Every now and again I'll read a tweet about wanting to get into developer relations: You'll get to travel the world to attend conferences, write cool blog posts and build applications.
..and they are not wrong. Creating content and embracing your community is a huge part of developer relations. At api.video, we spend a lot of time brainstorming and creating content. We also work to attend conferences (most of which are remote at the moment.)
Many developer relations KPIs include things like "the number of blog posts written", or "how many demos have been published this quarter"? "Have the tweets gotten good engagement"? "Is traffic increasing to the website"? "Are registered users going up?" And these metrics all have their place (some are better than others, but that's probably best saved for another article).
In this post (and in coming posts), we're going to discuss additional aspects of a good devrel program that are often overlooked (and that are even harder to quantify): Housekeeping, technical debt and other bits of work that do not have the same "glory" as speaking or building demos, but are an essential part of any developer program.

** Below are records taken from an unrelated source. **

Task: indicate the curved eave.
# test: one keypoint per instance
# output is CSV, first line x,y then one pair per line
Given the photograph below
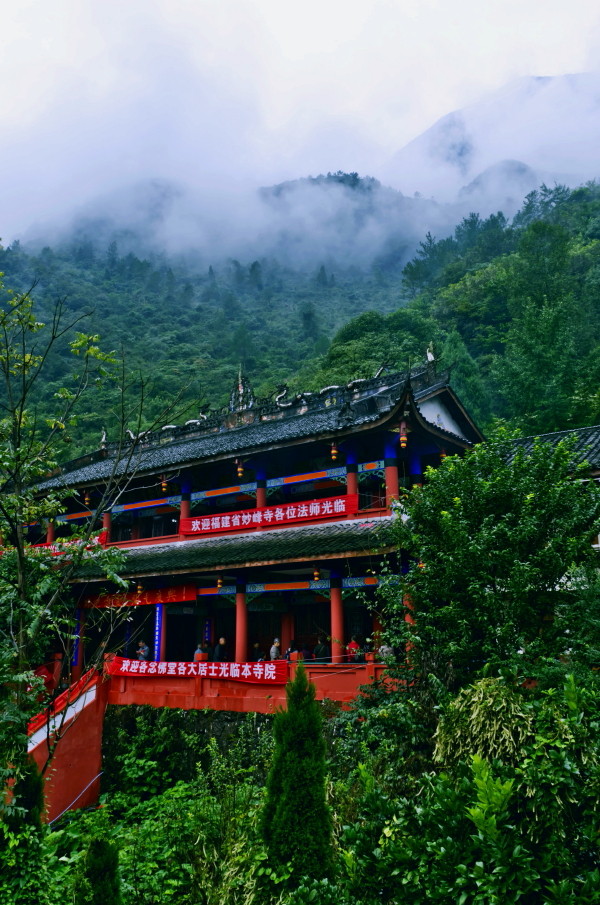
x,y
355,537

In this post, I'd like to address housekeeping. If you have the most beautiful home, but don't regularly dust or clean, you'll soon be inundated with dust bunnies, dishes overflowing in the sink, etc. Your once beautiful home will not have the same sparkle. So you set aside time daily and weekly to make sure you house is being kept clean: perhaps one room at a time, or one area - just to keep the house looking good, and running smoothly.
A developer program is no different to your home. I mean - are the docs ever really done? Can your tutorials be cleaned up? Were there any changes that require updates? Does one question keep resurfacing? Should it be a FAQ? Should we add another link in the docs to help clarify?

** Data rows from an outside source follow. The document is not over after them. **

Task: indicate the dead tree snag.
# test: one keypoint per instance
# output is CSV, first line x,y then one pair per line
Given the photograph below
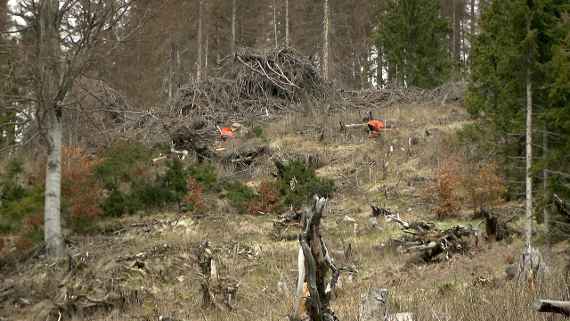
x,y
314,263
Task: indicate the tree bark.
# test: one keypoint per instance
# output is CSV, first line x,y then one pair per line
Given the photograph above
x,y
47,92
287,23
275,38
560,307
528,146
379,66
326,23
546,194
473,19
52,215
200,30
234,12
173,66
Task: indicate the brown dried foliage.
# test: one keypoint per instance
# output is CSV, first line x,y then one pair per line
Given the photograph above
x,y
80,189
195,196
267,201
484,186
446,189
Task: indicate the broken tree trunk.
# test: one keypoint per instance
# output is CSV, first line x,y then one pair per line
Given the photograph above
x,y
374,305
205,263
314,262
561,307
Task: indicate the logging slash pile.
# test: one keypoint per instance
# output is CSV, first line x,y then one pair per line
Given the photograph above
x,y
250,83
374,98
431,243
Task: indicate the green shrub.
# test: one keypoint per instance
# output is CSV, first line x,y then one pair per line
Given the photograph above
x,y
115,204
10,188
15,211
122,162
298,184
206,175
239,195
258,131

Just like in your home, your developer program should have regularly scheduled housecleaning to make sure that the docs and the tutorials are ship shape.
Keeping the docs fresh
Have you ever read the docs of a new product you want to try and found pages that contradict each other? And you don't even know where to start, because the docs cannot even agree?
At api.video, our team is in hyper growth mode. Not only is the team growing like crazy, but the products are constantly evolving, and new features and tools are regularly being released. Whenever we release a new feature, we make an announcement (of course!), but we also do an audit of our existing docs.
When a new feature releases, it's possible that a previous tutorial or document is now out of date. So, when a new feature is released, we do an audit of previous posts and tools to make sure that those documents are updated as needed.
(also note an update in Feb 2021 to fix a bug with naming.)
When we decided to deprecate our SDKs for a set of API clients (improving the speed of updates to the API clients, and easier, less buggy development on our end), we marked each SDK repo/document and reference to the SDK clients as being deprecated, and how to do the same work with the new API clients.
We're constantly updating and refining our API documentation. I don't know if there is any documentation that can ever be called complete, but we make regular passes at what is there to make iterative improvements on what we have.
If you look at the 3 most recent pull requests to our API specification, we recently added live webhooks (a new feature), but each PR to the repository also improved formatting, linking and layout.
Documentation trick: have you ever seen docs that are awesome at the top, but the quality slowly degrades as you make your way through the API endpoints? If you always begin updating top to bottom, you'll get "update fatigue" and the dip in quality shows. Next time, start updating the docs from the bottomm-ost endpoint and work upwards!
We make the changes in the documentation based on our reviews of the questions we get from developers.
"We've had 3 developers who contacted us recently, and did not know about feature x"
If we hear from our support team that many developers are asking about a feature, we edit the docs to more clearly describe the feature, add links to tutorials and more detailed descriptions, so that the next developer does not miss that we have the feature x that they need.
Documentation trick: have you ever seen docs that are awesome at the top, but the quality slowly degrades as you make your way through the API endpoints? If you always begin updating top to bottom, you'll get "update fatigue" and the dip in quality shows. Next time, start updating the docs from the bottom-most endpoint and work upwards!
Like many APIs, we use external tooling to display our documentation. In our case, we use ReadMe. Last week, we received an email about their new updates on how they will display our API. This update looks like a 'no-brainer' - the new layout is a big improvement and will make our documentation more readable. But, as we read the release notes more carefully (yeah, that is how we roll), we realized that the URL structure for each API endpoint will change upon pushing this update.
This is no longer a simple update: we'll have to comb through all our blog posts and documentation to make sure that the links to the docs all work, and are pointing exactly where we want them to go. I'm a big fan of linking into the docs to show how each API is being used, so there are a lot of links in the docs. On our last update similar to this, there were > 30 blog posts to update - so undoubtedly, this update will have even more blog posts to update.
While a big part of our role in developer relations is creating awesome docs and fun tutorials, that's only a small part of the work. Keeping all of the docs in order - so that developers can quickly find what they need, and keeping everything up to date is also a major task of the devrel team, and as more and more cool docs and tutorials are created, the housekeeping work increases as well.